L’aumento dei prezzi del gas continua a dare filo da torcere ai governi dell’Unione europea, al punto da costringere il Consiglio europeo a convocare un consiglio straordinario dei ministri dell’Energia. L’incontro si è tenuto il 26 ottobre a Lussemburgo e si è concluso con un nulla di fatto. O quasi.
Dal confronto tra i ministri sono emerse posizioni molto diverse sulle misure a breve e medio termine da prendere per fare fronte al rialzo dei prezzi del gas e dell’energia elettrica. Non c’è stato accordo sulla proposta di adottare una qualche misura a livello europeo per poi essere implementata negli stati membri. L’esecutivo spagnolo ha visto cassata la sua idea di centralizzare in ambito Ue sia gli acquisti che il sistema di stoccaggio del gas perché altri governi preferiscono evitare revisioni della normativa energetica comunitaria. Tra i contrari c’è la Germania, che assieme ad altri nove paesi ha dichiarato che non avrebbe appoggiato revisioni della regolamentazione del mercato dell’energia elettrica europeo.

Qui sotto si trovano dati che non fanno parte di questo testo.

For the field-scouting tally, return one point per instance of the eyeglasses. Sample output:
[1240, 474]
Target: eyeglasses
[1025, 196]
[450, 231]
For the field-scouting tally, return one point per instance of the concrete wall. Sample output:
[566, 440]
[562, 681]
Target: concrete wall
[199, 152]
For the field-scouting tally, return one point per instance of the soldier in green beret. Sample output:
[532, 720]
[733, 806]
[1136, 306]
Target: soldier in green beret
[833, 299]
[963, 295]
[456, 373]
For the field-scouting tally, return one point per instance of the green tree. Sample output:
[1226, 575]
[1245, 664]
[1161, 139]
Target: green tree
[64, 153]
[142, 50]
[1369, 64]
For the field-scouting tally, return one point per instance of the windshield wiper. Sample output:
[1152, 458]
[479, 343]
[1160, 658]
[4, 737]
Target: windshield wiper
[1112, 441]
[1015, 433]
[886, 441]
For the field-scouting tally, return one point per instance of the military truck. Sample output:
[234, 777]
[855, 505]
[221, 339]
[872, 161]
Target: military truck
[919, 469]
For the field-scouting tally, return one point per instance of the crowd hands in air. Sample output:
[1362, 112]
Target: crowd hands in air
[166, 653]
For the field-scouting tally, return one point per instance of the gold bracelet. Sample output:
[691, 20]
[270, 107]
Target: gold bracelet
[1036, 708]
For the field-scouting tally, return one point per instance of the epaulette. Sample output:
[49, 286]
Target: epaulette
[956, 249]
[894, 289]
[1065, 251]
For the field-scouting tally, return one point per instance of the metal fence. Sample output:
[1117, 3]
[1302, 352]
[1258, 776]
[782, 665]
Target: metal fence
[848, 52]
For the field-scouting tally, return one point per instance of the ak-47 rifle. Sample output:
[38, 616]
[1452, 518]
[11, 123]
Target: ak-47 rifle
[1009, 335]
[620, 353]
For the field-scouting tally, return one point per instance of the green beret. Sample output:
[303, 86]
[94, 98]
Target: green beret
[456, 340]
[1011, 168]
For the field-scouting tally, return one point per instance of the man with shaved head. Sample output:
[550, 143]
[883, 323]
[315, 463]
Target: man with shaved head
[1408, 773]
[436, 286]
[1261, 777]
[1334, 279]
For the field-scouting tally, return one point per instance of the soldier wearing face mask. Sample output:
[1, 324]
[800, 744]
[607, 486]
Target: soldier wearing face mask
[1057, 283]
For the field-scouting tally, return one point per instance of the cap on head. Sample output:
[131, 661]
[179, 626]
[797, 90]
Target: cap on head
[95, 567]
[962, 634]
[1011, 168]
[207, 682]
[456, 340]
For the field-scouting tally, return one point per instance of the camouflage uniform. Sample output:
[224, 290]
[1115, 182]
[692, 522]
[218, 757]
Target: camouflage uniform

Il ministro della Transizione ecologica Roberto Cingolani ha reiterato la lettura dell’Italia, che addita tra le cause principali l’aumento della domanda globale e l’accelerazione nella decarbonizzazione. Ma nel comunicato finale la presidenza slovena dell’Ue ricorda invece che la decarbonizzazione è parte della soluzione e non del problema, e che bisogna aumentare la produzione di energie da fonti rinnovabili e l’efficienza energetica.
Secondo diversi paesi e la commissione stessa, l’aumento dei prezzi potrebbe collegarsi a comportamenti illegali tenuti dai principali fornitori di gas al blocco dell’Ue, che ora la Commissione deve indagare. Lo scorso martedì, il commissario per l’energia Kadri Simson ha confermato ai ministri che l’Antitrust europeo stava già raccogliendo evidenze, incluso attraverso un questionario circolato tra tutte le parti che potrebbero avere delle informazioni utili al caso, rispondendo al mandato dato dal consiglio europeo la settimana scorsa. Chiaramente il paese di cui si parla è la Russia, che copre oltre il 40% delle forniture di gas ai paesi europei, e contro cui l’Ue aveva già mosso un’indagine tra il 2012 e il 2018.
Come spiega Jack Sharples, ricercatore dell’Oxford Institute of Energy Studies, sentito dalla rivista Politico, “l’inverno scorso eravamo nella situazione opposta, la domanda di gas era crollata e I prezzi erano al minimo storico. I paesi europei non hanno avuto problemi con il fatto che I prezzi dei contratti a lungo termine con Gazprom fossero indicizzati al prezzo all’hub, né hanno esitato a usare al massimo la flessibilità dei contratti comprando meno gas da Gazprom. Un anno dopo la storia è diversa, I prezzi all’hub sono I più alti di sempre, ma anche se vorremmo che Gazprom offrisse più gas, dobbiamo ricordarci che l’azienda non è obbligata a farlo”. Altre voci di esperti sentiti da Politico sono di opinione diversa. Secondo un economista esperto in materia ma rimasto anonimo, Gazprom starebbe massimizzando i profitti, ovvero starebbe sospendendo le forniture per mantenere alti I prezzi, e questo sarebbe anti-concorrenziale.
Al netto delle conclusioni dell’indagine in corso, è chiaro che l’elefante nella stanza rimane la dipendenza dei governi europei dal gas e dal carbone, e dal mercato del gas che la stessa UE ha spinto per creare. Come segnalato in una lettera ai ministri firmata da diversi gruppi, tra cui ReCommon, è questa dipendenza che va risolta una volta per tutte, prendendo delle misure nell’immediato che non lascino nessuno indietro, in particolare le fasce più vulnerabili della popolazione. A pochi giorni dalla COP di Glasgow, governi e aziende parlano invece di “decarbonizzare il settore del gas” – e delle fossili in generale – ma non di come uscire davvero dalla dipendenza dalle fossili, né della dimensione di giustizia sociale e ambientale che il rincaro dei prezzi del gas e la volatilità dei mercati a cui siamo esposti sta rendendo sempre più evidente.